Having read the book again, half of it deals with stuff I am interested in i.e. love, art, beauty, and the other half, stuff I am not, infidelity and politics/communism.
In my twenties, I was definitely the victim of this and to guys I wasn’t even initially attracted to in the first place: “Does he love me? Does he love anyone more than me? Does he love me more than I love him? Perhaps all the questions we ask of love, to measure, test, probe, and save it, have the additional effect of cutting it short.” Kundera
Love is repetition and the weight that makes Being bearable, personified by Karenin the dog, whose sole function in life is her repetitive expression of love. “Happiness is the longing for repetition.” Karenin’s death escapes kitsch; she gives birth to a decidedly postmodern epitaph, two rolls and a bee, unlike Franz whose epitaph will forever be kitsch.

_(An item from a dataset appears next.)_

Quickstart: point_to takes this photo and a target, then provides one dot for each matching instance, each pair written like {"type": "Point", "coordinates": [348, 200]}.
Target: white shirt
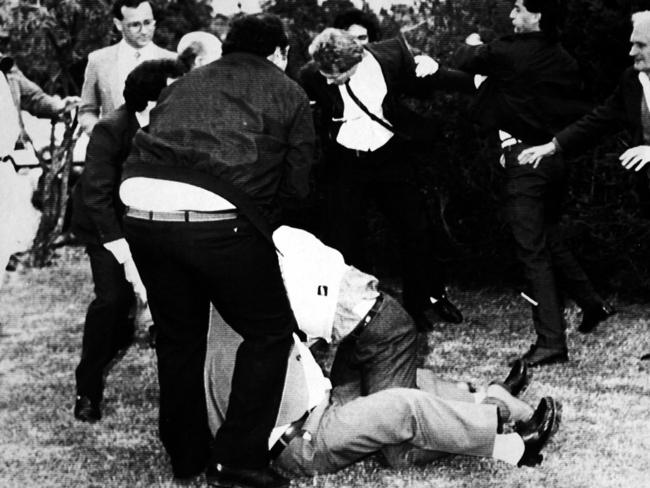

Sabina, in the end, becomes so light (through cremation) she finally attains the opposite. “She would be lighter than air. As Parmenides would put it, the negative would change into the positive.” Kundera
Sabina’s love for the cemeteries of Bohemia, where her father and uncle are buried, finally allow her to touch weight by becoming lighter than air.
Tereza is long-suffering, loyal and filled with a sense of duty. She deserves Karenin’s and Tomas’ love.
I like the thesis that love starts with a metaphor that is wrapped in the poetic.